Unlike other ex-CEOs, Cheney hasn't fallen into the trap of expecting to be in charge. Insiders say he is meticulously deferential to the President and anything but the puppeteer of late-night comedy caricatures. Cheney doesn't run an agency; the office of the Vice President is only about 70 people and is deeply integrated with the rest of the White House staff. Instead, he operates as a trusted Bush aide, sitting in on important meetings with the others closest to the President: Chief of Staff Andy Card and senior advisors Karen Hughes and Karl Rove. Cheney doesn't say much in these sessions. He's still enough of a Washington animal to reserve his most important comments for private meetings with The Man.

Like Cheney, Don Rumsfeld has been around Washington. He also has proven political skills. He was elected to the House of Representatives four times in the 1960s before he crossed over to the executive branch, eventually becoming the youngest-ever Secretary of Defense, at age 43, in 1975. But that hasn't fully protected him from the pitfalls of subservience after a career at the top. One of his so-called Rumsfeld Rules is "The Secretary of Defense is not a super-general or admiral. His task is to exercise civilian control over the department for the Commander-in-Chief and the country." But at his confirmation hearings Rumsfeld seemed to overpromise large increases in military spending. Bush later explained that any serious hikes would come only after a top-to-bottom review of military needs.

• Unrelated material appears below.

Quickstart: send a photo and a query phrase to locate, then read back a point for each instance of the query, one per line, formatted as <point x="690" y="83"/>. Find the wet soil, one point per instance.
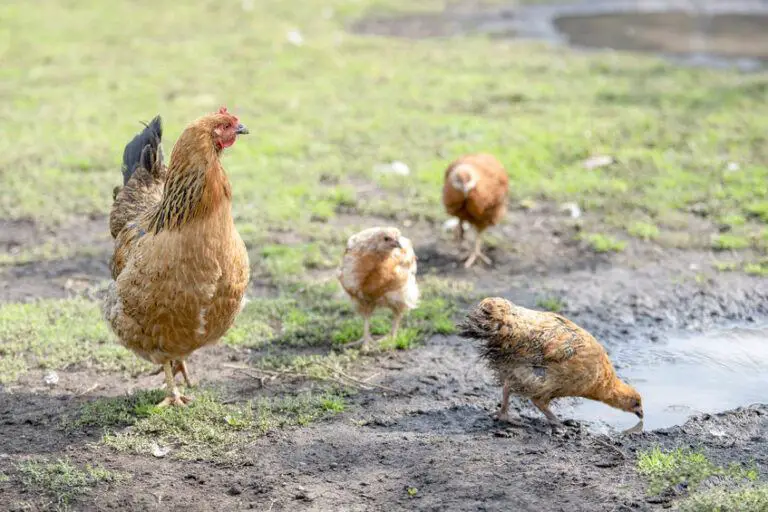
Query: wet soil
<point x="438" y="434"/>
<point x="713" y="33"/>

Despite the strains and restraints of high government service, Rumsfeld was eager for a return engagement. When Cheney, his good friend and fellow Ford aide, was chosen as Bush's Vice President, Rumsfeld's colleagues guessed that it was just a matter of time before "Rummy" would be back. He is organized, decisive, efficient, a good judge of talent, and an excellent delegator. "Don is a gifted leader with executive instincts and executive talent that he has manifested wherever he's been," says John Robson, a lawyer who worked with Rumsfeld in the government and at Searle.

He honed these traits as Ford's White House chief of staff and at the Pentagon the first time around. "Anyone who could discharge those responsibilities," says James Denny, a longtime Rumsfeld associate, "obviously had the skills to be successful in business." And he was. In 1977, Rumsfeld became CEO of Searle, a floundering, diversified drug company. Over eight years he sold off its nondrug businesses and used his Washington savvy to hasten FDA approval of the company's big earner, NutraSweet. He then sold Searle to Monsanto, made a boatload of money, and left. In 1990 he became CEO of General Instrument, a sleepy electronics manufacturer. Rumsfeld streamlined, reorganized, and focused the business on promising products like set-top boxes and high-definition TV. After three years he took the company public, made another boatload, and left.

Now he's back at the Pentagon, about to oversee the same sort of restructuring that he orchestrated so well in the corporate world. Oughta be a snap, right? Not necessarily. FORTUNE named Rumsfeld one of America's ten toughest bosses in 1980. But top government jobs require considerable finesse as well, and Rumsfeld sometimes comes up short in that department. According to press reports from the annual Conference on Security Policy in Munich in February, he ruffled feathers by asserting that the U.S. would deploy a missile defense system without giving much deference to the dissenting views of U.S. allies. Those wounded feelings will be hard to salve. In Washington toughness is necessary, but not sufficient.